Our inner experience of reality is the one that matters most. Feeling anxious or depressed while watching the sunrise, results in an anxious or depressed experience, no? The sunrise in itself has nothing to do with that.
When two people observe the same external reality, they both experience it differently. What they observe and how they experience it is different.
First, we filter out what does not have value in that specific moment. The more we focus, the more we filter out. It is another mechanism, besides automation, of how we orient ourselves in the world.
Secondly, both people will interpret what they have filtered out differently. Their interpretations are filtered or colored through their unique internal value structure. This mechanism of observation is also part of our human nature and is well documented in the field of psychology.
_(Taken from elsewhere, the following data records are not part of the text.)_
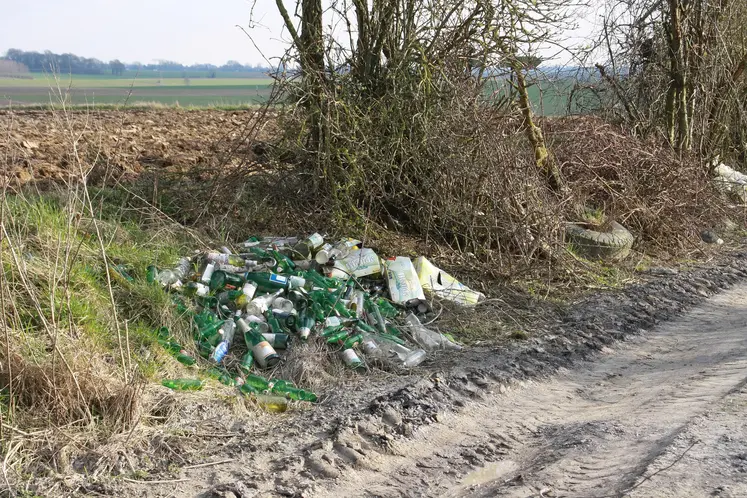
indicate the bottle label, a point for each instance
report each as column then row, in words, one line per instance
column 278, row 279
column 220, row 351
column 262, row 351
column 350, row 358
column 369, row 347
column 316, row 240
column 209, row 269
If you have seen the same movie a couple of times, you have experienced this first hand. The more time between watching the movie, the more our interpretation differs, yes?
Our filter or technically, our internal value hierarchy is embedded in the form of neurological connections in our brain. In day-to-day life, these connections translate into beliefs.
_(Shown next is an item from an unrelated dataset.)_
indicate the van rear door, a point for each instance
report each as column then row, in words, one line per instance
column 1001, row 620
Hence the expression; ”first you believe, then you’ll see”.
We all observe and process the external world quite differently, but there’s more. Once the external information, captured through our five senses, is filtered and processed, it generates our thought and emotions. Our thoughts and emotions in turn, define our inner state of being. At least, for as long as we’re attached to them.
It is our interpretation that generates the inner state of being, not the external reality in itself.
“We do not see the world as it is, we see the world as we are.” – Anaïs Nin (1903-1977)
Here was my answer. If I wanted to change my inner experience of reality for the better, or at least interpret it more truthfully, I had to find a way to get to know and change my internal value hierarchy.
I started out with Neuro-Linguistic Programming (NLP), a two-year program that provides for that. The practitioner and master’s training in NLP provided for an abundance of new insights and understandings. It definitely confirmed the second fundamental principle of human nature and altered my view on reality.
But my repeating frustrations and emotions of anger and sadness re-surfaced along the way. In part, I figured it was because I had lost the connection with the memories of my past. These memories were most often the subject for re-interpretation through the different techniques used in NLP.
I needed to find out more about this internal value hierarchy. How did it come into being? I really wanted my way of perceiving to change. My past was interfering too much with the present moment.